Downtown Greensboro Inc. President Ed Wolverton said the majority of noise complaints to the police come from other parts of the city like the UNCG area. As a downtown resident living in Southside, Wolverton has called the police a few times over the years about noise, but said the current ordinance covered those cases.

“It’s a real tough issue because there are some folks that say the noise ordinance shouldn’t apply downtown,” he said. “It’s incumbent on everyone to find a balance. Most people expect if they live downtown there’s going to be more noise.”

Downtown Greensboro Inc. announced plans to host a decibel test at Center City Park on Wednesday so people could better understand the current threshold and possible changes.

When LF USA recently relocated to Greensboro, employee Steve Gobbo said they were attracted to the proximity to the airport and the high education level. When Gobbo chose to move with them from New York City, he moved into CityView apartments so he could walk to nightlife, and said he was actually attracted to the noise of the trains.

“It sounds kind of silly to me,” he said, referring to the noise ordinance. “If you live downtown you have to expect a certain level of noise.”

The current noise ordinance does not differentiate between downtown or commercial areas and residential areas, as other cities such as Raleigh do. Perkins said he did not think this should change, but that varying decibel thresholds based on the night of the week might be reasonable.

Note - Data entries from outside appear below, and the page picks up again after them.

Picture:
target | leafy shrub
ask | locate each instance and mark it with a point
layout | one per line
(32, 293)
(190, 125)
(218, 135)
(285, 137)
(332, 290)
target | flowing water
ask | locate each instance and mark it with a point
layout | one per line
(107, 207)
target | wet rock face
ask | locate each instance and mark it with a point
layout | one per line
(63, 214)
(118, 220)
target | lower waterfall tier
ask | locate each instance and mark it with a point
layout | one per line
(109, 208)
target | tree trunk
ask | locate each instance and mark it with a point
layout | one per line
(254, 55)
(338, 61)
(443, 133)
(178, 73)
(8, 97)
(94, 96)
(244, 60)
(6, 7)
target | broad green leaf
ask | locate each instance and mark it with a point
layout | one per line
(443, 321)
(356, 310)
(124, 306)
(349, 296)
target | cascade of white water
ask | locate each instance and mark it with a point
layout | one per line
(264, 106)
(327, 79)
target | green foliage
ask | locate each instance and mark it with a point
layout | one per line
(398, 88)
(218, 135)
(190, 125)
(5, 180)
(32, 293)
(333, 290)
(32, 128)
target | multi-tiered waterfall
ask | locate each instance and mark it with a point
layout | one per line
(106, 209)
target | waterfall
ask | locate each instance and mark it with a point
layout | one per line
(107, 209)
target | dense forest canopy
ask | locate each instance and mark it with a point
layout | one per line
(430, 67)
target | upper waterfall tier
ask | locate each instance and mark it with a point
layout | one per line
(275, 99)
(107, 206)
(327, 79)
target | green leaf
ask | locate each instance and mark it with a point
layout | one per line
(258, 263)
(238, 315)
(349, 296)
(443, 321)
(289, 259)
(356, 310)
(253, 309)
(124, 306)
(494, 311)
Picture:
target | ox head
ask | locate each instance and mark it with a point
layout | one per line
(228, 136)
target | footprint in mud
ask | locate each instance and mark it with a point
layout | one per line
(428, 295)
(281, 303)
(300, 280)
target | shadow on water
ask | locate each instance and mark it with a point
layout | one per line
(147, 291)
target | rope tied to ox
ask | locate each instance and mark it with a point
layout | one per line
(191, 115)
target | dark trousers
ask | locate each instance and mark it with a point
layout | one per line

Carmen Vaquera, a bartender at Syn and Sky next to Venue, said she fears the changes could threaten jobs like hers and could shut some nightclubs down.

“In a city where our economy is not where we want it to be, it’s a poor decision to do something like that,” Vaquera said. “I understand it’s for the residents’ sakes, but I live in downtown [too]. You don’t move to this location and expect it to be the suburbs or quiet all the time. Maybe we can meet somewhere in the middle.”

Vaquera wasn’t alone in emphasizing a compromise between residents in certain areas, specifically downtown, and businesses and patrons. Other residents such as Wolverton and council members such as Nancy Hoffmann, Matheny and Perkins said they hoped comparison to other cities and more research would yield a solution most people could get behind.

“I think it’s important that we keep in line from other cities that we don’t deter businesses from moving somewhere else,” said Dianne Ziegler, who lives on South Elm Street and founded the Downtown Residents Association. “It seems like everybody is taking a step in the right direction. There is such a differentiation between 45 decibels and 65 decibels, [so] education helps.”